How long will it take Italy to wean itself off Russian gas?

Italy's government has repeatedly said it plans to end its dependence on Russia for gas supplies following the invasion of Ukraine. But as the timeline keeps changing, when and how could this happen?

How long will it take Italy to wean itself off Russian gas?

Italy is heavily dependent on Russian gas, but has been seeking new sources since Moscow’s invasion of Ukraine as part of an effort to end this reliance in the coming years.

But it remains unclear whether Italy can really end its dependence on Russia for its gas supply – or when this might be feasible.

READ ALSO: What does Italy’s Algerian gas deal mean for energy supplies?

The government has been seeking new sources since Moscow’s invasion of Ukraine, including with a recent deal to boost supplies from Algeria.

Prime Minister Mario Draghi said last week the country could be independent of Russian gas by the second half of 2024 – the latest in a series of changing estimates.

“Government estimates indicate that we can make ourselves independent from Russian gas in the second half of 2024,” Draghi told the Senate, while adding that the “first effects” of this plan would be felt by the end of this year.

He said his government was also seeking to boost its production of renewable energy, including by “destroying bureaucratic barriers” to investment, saying it was the “only way” to free Italy from having to import fossil fuels.
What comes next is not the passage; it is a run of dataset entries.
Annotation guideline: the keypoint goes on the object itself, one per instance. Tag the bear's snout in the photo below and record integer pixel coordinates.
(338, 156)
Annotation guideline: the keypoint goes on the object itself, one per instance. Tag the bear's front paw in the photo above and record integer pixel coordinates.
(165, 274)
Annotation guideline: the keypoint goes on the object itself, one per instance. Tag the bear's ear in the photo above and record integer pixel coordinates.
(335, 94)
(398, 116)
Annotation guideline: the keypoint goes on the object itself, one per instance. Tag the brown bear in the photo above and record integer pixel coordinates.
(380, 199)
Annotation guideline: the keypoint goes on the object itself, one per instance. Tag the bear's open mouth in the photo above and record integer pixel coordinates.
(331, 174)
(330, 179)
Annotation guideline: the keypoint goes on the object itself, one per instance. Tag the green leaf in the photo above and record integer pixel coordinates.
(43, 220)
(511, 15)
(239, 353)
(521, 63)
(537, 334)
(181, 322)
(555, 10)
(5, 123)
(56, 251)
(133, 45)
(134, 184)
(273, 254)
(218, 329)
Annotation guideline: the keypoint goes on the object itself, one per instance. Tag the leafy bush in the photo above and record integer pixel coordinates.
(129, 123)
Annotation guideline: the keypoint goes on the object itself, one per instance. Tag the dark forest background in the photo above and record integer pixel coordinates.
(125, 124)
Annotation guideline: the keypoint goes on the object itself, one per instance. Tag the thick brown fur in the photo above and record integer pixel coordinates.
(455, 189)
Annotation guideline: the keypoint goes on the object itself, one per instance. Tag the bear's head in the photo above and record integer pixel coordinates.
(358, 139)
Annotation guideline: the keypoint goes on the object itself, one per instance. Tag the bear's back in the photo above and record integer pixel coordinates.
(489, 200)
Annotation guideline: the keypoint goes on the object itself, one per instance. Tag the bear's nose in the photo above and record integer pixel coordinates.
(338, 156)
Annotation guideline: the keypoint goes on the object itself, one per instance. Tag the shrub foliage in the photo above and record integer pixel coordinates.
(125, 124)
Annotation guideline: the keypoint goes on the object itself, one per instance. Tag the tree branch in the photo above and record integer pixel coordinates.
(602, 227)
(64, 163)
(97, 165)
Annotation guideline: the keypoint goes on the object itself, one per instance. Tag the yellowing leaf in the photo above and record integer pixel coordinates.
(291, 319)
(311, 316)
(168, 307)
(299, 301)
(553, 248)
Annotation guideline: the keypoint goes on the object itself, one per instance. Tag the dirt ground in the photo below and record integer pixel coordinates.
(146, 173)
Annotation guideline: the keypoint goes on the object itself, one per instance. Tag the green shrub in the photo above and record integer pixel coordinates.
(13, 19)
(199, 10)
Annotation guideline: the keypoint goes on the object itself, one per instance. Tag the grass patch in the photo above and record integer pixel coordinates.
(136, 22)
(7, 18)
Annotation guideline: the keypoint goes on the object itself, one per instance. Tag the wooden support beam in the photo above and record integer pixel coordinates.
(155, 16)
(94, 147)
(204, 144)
Explained: Why and how Italy will pay for Russian gas in rubles

In April, Italy‘s Ecological Transition Minister Roberto Cingolani estimated the country would no longer need Russian gas within 18 months, following an earlier prediction that it could take until 2025.

Italy is one of Europe’s biggest users and importers of natural gas, importing 90 percent of its gas supply with 45 percent of that coming from Russia – up from 27 percent ten years ago.

Italy now imports 29 billion cubic metres of Russian gas a year, which Cingolani said in March “must be replaced” – but he didn’t specify with what.

Analysts have said there are “a lot of questions” about how helpful Italy’s gas deal with Algeria will be.

Despite its vast natural gas reserves, Algeria is already exporting at close to full capacity.

Draghi repeated his strong support for EU sanctions on Moscow last week, including a proposed ban on imports of Russian oil, although this is currently being blocked by Hungary.

“We must continue to keep up the pressure on Russia through sanctions, because we must bring Moscow to the negotiating table,” he said.

But for now, Italian energy giant Eni says it plans to pay for Russian gas supplies in rubles, meeting a demand from Vladimir Putin.

It was not immediately clear whether the plan would fall foul of European Union sanctions, although Eni said it was “not incompatible”.

The company said its decision to open the accounts was “taken in compliance with the current international sanctions framework” and that Italian authorities had been informed.